Man walking on a trail with walking sticks

I had initially titled this post “Back to School” but that didn’t quite sit right with me. The thought of going backwards instead of forwards seems negative. Maybe it has something to do with my turning thirty in the not-too-distant past. The clock is ticking. Tick Tock. But it could also be a final realisation that I tend to get caught in a cycle of events. Write a book. Edit that book. Endure the nervysubmission process. Wait. Get rejected. Lather, Rinse, Repeat.

Ten years ago, I was on Curtis Brown Creative’s inaugural Online Writing for Children’s course. For some unknown reason I went through the next decade with the belief that it was almost enough to get me published.

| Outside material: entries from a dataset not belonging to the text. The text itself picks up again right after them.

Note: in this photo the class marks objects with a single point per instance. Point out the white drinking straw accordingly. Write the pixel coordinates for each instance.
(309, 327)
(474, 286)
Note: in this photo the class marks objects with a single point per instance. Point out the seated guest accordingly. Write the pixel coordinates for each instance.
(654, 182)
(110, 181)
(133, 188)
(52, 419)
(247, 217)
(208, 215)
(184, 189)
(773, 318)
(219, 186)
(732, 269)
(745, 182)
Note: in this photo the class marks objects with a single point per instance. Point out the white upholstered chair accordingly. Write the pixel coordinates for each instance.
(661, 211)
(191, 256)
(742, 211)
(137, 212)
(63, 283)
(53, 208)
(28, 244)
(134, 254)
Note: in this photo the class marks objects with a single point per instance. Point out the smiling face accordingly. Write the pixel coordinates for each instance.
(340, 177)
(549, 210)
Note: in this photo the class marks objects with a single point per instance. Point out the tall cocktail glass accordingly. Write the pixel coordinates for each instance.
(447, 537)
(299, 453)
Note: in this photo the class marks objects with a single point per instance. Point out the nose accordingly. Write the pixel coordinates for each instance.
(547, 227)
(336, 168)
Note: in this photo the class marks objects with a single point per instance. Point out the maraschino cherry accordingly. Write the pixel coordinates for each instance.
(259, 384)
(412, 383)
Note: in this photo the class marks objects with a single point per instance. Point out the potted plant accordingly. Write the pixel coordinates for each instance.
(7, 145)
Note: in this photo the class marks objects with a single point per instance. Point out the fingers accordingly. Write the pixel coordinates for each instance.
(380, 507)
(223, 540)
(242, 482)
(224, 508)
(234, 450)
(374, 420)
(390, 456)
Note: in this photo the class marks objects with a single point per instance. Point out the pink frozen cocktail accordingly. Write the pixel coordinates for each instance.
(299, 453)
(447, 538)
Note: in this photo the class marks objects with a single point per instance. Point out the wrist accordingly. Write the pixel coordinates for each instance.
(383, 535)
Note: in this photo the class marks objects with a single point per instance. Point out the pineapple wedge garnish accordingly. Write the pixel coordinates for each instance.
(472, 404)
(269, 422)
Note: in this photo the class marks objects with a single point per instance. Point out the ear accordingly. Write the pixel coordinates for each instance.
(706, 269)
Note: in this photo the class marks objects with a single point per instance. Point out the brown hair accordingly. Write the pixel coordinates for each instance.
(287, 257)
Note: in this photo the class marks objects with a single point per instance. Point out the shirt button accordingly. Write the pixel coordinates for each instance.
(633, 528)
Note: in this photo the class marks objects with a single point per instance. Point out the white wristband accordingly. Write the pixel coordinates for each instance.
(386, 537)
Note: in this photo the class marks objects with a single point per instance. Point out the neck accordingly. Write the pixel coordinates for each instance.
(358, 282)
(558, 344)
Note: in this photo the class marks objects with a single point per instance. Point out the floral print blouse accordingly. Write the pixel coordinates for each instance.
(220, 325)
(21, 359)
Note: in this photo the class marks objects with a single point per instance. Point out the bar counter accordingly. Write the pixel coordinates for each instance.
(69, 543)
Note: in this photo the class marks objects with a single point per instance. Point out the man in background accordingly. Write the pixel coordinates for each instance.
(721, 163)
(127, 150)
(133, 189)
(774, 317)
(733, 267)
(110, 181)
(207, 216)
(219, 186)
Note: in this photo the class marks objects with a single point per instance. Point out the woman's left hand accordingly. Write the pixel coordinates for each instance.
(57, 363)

Of course, my writing was getting better. Improving day by day, word by word, but maybe not quite good enough.

Now I have taken the decision to go back to school. No, not back to school, to take a step forward. I have enrolled in The Golden Egg Academy’s 12 week Write Your Successful Children’s Novel course led by Imogen Cooper. The wonderful thing about the Golden Egg Academy is that it focuses on writing for children is led by award-winning editors with industry experience. It’s peeling back that curtain. Getting your foot in the door

To say I’m excited is an understatement. As part of being caught in the cycle, I forgot how to take a positive step forward. I forgot how to push to make my dream become a reality. And finally, I’ve snapped out of it and this course is a massive step in the right direction.

I am under no illusions that simply by enrolling on this course I will suddenly make the grade and get published. I realise that having it listed on a cover letter will not be enough in itself to turn an agent’s head. It will require hard work, self-revision and no small amount of learning. And they are all things I am prepared to do.

I am most excited about comparing how my current work (which I do think is strong yet has been rejected by numerous agents) stacks up against Imogen Cooper’s teachings. Where have I done the right thing? Where does my story fall short? What’s lacking? What is it exactly that is holding me and my work back from becoming a success?

The answers may become evident throughout the duration of the course. They may not. Either way, it’s my job to find them and I’m confident that even if the Golden Egg Academy isn’t the solution, it is most definitely a positive step in the journey.

Quality teaching, experienced professionals, a whole host of likeminded children’s book aficionados. The future is bright.